After dinner, Elias excused himself and walked up to his private study—an elegant chamber on the third floor of the estate, filled with bookshelves, scroll racks, and a glowing enchanted globe hovering in the center. The walls were inscribed with runes of privacy and silence, rendering the room utterly secure.
He drew the heavy satchel from his desk drawer—the one that carried the manuscripts, scrolls, and aged tomes he'd collected from the chamber beneath Hogwarts.
The Book of Gods lay atop them, sealed in its ancient binding, humming faintly with dormant power.
Elias had made considerable progress. Over the past few months, he'd translated nearly all of the arcane script that filled the book's pages. Each passage took time—slow decoding, trial and error, and cross-referencing with fragments of lost languages. But his progress was steady.
He thumbed through the pages, now able to recognize symbols and grammar he once found baffling. Rituals, forgotten theorems of alchemy, and cryptic warnings filled its margins.
"I should be able to finish this by summer's end," Elias murmured to himself, tracing a sigil with his finger. "And then... the truth behind it all."
He didn't know yet what the Book of Gods was truly hiding. Its tone shifted throughout—sometimes scholarly, other times reverent, even prophetic. But one thing was certain: it was not merely a collection of magical notes. It was the legacy of something greater. Something ancient.
A knock sounded at the door. Lucian entered, a stack of parchment in his hand.
"Thought you might want these," he said, handing them to Elias. "Alchemical transmutation formulas from our archive vault. Might help with that Philosopher's Stone research of yours."
Elias blinked. "Thank you. I actually decided to hold off on experimenting until I've mastered alchemy properly. Without the foundation, I'm just wasting materials."
Lucian gave a satisfied nod. "That's the right attitude. Don't rush. Knowledge is like power—most dangerous when half-formed."
"I'll keep that in mind," Elias said, setting the parchment beside the book. "What about you? Are you still traveling this week?"
"Yes. I'm expected in Germany for a diplomatic summit with the Rhineblood Circle. Political maneuvering, mostly."
"Do you want me to come?"
Lucian raised an eyebrow. "Would you?"
"I thought about it. But I'd rather finish my work here."
"Then that's your answer," Lucian said. "There will be other summits. What you're doing now is more important."

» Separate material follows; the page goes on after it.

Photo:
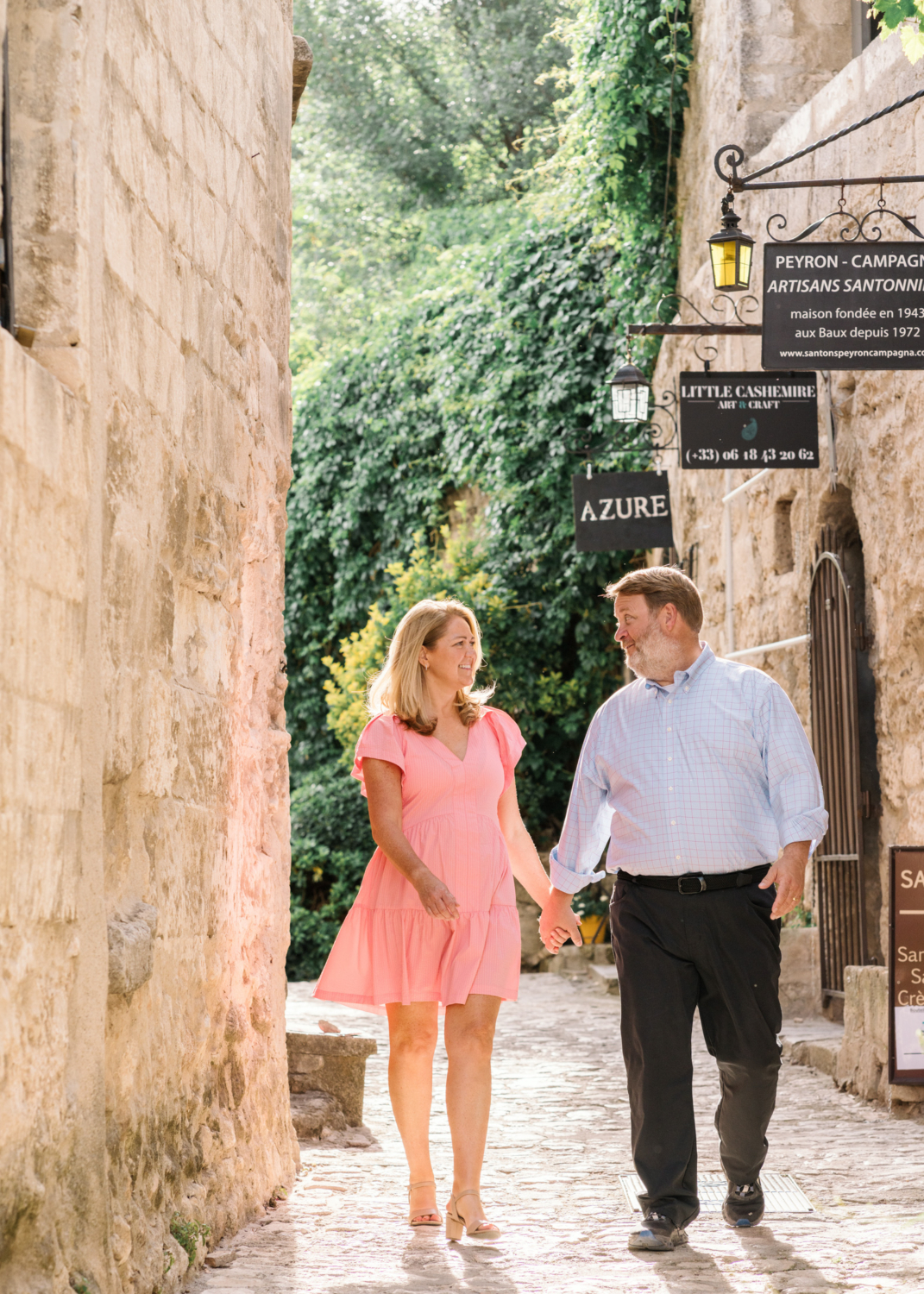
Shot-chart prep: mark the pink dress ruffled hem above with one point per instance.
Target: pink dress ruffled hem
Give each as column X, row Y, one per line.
column 388, row 949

As his father left the room, Elias leaned back in his chair. The manor was quiet, the shadows deepening in the corners as moonlight filtered through the enchanted windows.
He still had much to do. Spells to master. Rituals to decode. Books to read. But for the first time in a long while, the path ahead felt... steady.
The warm summer sun filtered gently through the enchanted glass windows of Blackthorn Manor as Elias sat in his private study, pages of ancient script sprawled across his desk. Inked notes and magical annotations hovered mid-air, a testament to weeks of relentless effort. The parchment bearing the final sequence of ancient Egyptian runes glowed faintly under the light of a hovering wand.
He had done it.
With a soft breath of relief, Elias leaned back in his chair, his eyes never leaving the floating translation he'd conjured. The final passage was clear now — the Book of Gods was not merely a tome of ancient incantations, but it also include a key.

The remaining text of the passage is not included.